New waterfront promenade, retail, dining, and cinema planned for Staten Island

Arthur Kill Road

New waterfront promenade, retail, dining, and cinema planned for Staten Island

The Riverside Galleria, a retail complex penned to sit alongside Arthur Kill Road in Staten Island, has been given a traffic plan that developers say will prevent backups and delays. Boasting a waterfront promenade, numerous green roofs, a multiplex cinema, restaurants, and cafes with outdoor terraces and retail outlets, the Riverside Galleria has been designed by Manhattan-based firm, STUDIO V Architecture, backed by developer Melohn Properties Inc.

The complex will occupy 457,000 square feet on 21 acres by the bank of the Arthur Kill straight between Staten Island and New Jersey, lying just below the Outerbridge Crossing. Traffic plans, now submitted with the project, propose three new roads to ease congestion.

“We only have 600-feet of frontage on Arthur Kill Road. The solution we have come up with, which we think will pull any type of traffic congestion off Arthur Kill Road, is to create a (network) of new streets that are connecting the two edges of our property where they touch Arthur Kill Road,” said the lead architect of the project, Nathaniel Zuelzke of STUDIO V Architecture.

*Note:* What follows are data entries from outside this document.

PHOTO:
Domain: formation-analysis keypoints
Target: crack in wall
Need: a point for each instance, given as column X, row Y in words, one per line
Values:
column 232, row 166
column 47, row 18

“We have about 2,330 odd linear feet of new road that form a U-shape, and our project will front primarily onto these new roads, as well as a small section of Arthur Kill Road where we are keeping the Cole House,” he continued, adding that he plans for 300-foot-long lanes to be used for turning into the proposed road network.

“This will ensure there is no traffic backup on Arthur Kill Road, and will allow the existing two lanes to continue moving smoothly,” Zuelzke added.

Aside from easing traffic, parking is also on the agenda, with parking for more than 1,700 vehicles currently being planned.

James Prendamano, managing director of Casandra Properties who are the schemes leasing agents said, “STUDIO V has essentially built a park within the parking garage. They cut out retail above it and will have trees and greenery that will grow up from underneath in the parking through the first level of retail up into the center court,” said James Prendamano, managing director of Casandra Properties, leasing agents for the project.

Resiliency too has been factored into the design, especially with the center court area. “The Center Court will span from the lowest parking level to the street level to the upper level,” said Zuelzke. “It will be landscaped and will be part of the site’s storm water strategy, helping collect water and heavy rains, and bring that back to the landscape in a very controlled manner.”

Additionally, ten acres of wetland area will be preserved to act as a natural barrier, while esplanades will join observation areas where the public can look over the wetlands.

“I think the waterfront aspect is one of the most exciting aspects of the project. We also have an area we are calling the beach where you can really get down to the water itself, and we have an overlook deck with a view to the Outerbridge,said Zuelzke.

The wetlands won’t be the only space protected by the project either. The 19th-century Cole House in the vicinity is not landmarked, but STUDIO V has drafted plans presented to locals of the house serving as a meeting place, welcoming area or restaurant.

So far plans are still awaiting approval, however, Leo Chung of STUDIO V anticipates ground to break next year with the project being complete around 2019.

“We are seeking some waivers under the current zoning district (a manufacturing zone). More than 100,000 square feet of the retail isn’t allowed, and we are asking for a waiver for that,” said Chung.